If you have a Record Create, Record Update or Record Delete element inside of a loop, it fires a SOQL query for item in the collection that you are looping through.

Bad: one Record Create query for each item in the loop

Bad: one Record Create query for each item in the loop

A better approach is to create the collection (likely via a Fast Lookup), loop through the sObjects performing your updates using the Assignment Element (and possibly formulas), and finally commit the sObjects to the database using Fast Update/Create/Delete when you’re ready to commit them.

Better: perform Assignments in memory, then commit to the database

Better: perform Assignments in memory, then commit to the database

Decisions – Check Before You Update

Before committing an update to the database, use a Decision Element to see if it needs to be done.

For example, say we look up fields on an Account and its Opportunities and determine it is a “prospect”. Before we set a picklist value as “Prospect”, we use the Decision Element to see if it is already set as Prospect, which could save one SOQL update query.

Decision: field already set, before we set it?

Decision: field already set, before we set it?

Apex bulkifying Features Not Available in Flows

If you are maxing out your SOQL governor limits with flows (using the above guidance) and it is vital functionality, there are extra features you can gain by converting to Apex.

Loading sObjects with Complex Criteria

Within flows, the search methods to create your sObject collection is very rudimentary.You can use either “And” logic or “Or” logic to create an sObject collection.


If you need more complex criteria, you have to break the search into components, perform multiple lookups, then loop through your result sets to add them to a single collection – requiring multiple SOQL queries.

If you are aware of a better method, please let us know!

Creating a single collection from five different queries

Creating a single collection from five different queries

Within Apex, you can write more dynamic criteria in a single SOQL query (for example, nesting a SELECT statement in the WHERE clause of another SELECT query.

More flexibility with SOQL queries

More flexibility with SOQL queries

Batch Apex

Apex uses the Database.Batchable interface which allows you to place jobs in the Apex job queue for execution, with a batch size is 200 records.

Flows are “All or None”

If you hit an error or a governor limit within a Flow, the entire instance of that flow fails.

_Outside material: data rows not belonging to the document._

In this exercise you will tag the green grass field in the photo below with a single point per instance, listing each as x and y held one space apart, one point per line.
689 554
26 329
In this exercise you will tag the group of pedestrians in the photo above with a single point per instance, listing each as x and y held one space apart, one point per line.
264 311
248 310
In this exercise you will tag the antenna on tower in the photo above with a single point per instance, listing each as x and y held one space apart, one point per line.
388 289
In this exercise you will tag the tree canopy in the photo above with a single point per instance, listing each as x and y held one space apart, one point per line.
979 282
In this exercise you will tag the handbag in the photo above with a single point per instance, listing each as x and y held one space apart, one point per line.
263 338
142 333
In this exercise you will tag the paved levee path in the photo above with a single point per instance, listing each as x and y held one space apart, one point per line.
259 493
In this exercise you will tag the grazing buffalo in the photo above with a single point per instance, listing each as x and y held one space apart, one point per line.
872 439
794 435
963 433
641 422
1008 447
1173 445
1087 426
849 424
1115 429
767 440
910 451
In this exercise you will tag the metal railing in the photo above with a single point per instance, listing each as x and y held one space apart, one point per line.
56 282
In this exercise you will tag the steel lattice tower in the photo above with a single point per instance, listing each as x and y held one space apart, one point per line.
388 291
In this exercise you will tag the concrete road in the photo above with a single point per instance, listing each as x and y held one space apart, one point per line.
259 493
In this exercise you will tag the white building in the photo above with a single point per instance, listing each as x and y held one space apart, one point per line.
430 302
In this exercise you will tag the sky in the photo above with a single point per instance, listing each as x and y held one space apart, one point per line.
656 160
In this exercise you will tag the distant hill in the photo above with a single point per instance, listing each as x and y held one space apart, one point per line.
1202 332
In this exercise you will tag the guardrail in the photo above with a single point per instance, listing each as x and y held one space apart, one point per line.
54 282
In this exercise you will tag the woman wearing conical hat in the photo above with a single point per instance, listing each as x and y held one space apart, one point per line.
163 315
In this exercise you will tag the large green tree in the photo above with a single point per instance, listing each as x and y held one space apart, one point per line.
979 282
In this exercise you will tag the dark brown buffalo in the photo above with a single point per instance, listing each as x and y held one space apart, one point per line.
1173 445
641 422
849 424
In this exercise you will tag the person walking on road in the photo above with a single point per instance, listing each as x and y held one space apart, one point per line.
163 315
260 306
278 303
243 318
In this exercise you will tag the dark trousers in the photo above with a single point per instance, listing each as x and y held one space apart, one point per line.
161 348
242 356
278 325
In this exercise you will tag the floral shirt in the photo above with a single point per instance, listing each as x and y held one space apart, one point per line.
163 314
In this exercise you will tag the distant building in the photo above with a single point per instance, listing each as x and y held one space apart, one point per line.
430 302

Again, using the Apex Database class, you can set “opt_allOrNone” argument to false which will allow partial success.


For small, lightweight flows that are always triggered by user interaction (for example, flows that are not autolaunch flows), you will likely be okay using Record Create, Update, etc. Elements without too much consideration for governor limits.

However, if it’s an autolaunched flow that will likely be triggered by batches, performs a lot of updates or has loops, you are going to want to be very cognizant of bulkifying your flow and maintain close adherence to good practices.

Then there are going to be instances where you have stretched the ability of Flows. You will want to consider Apex development, or even manual options.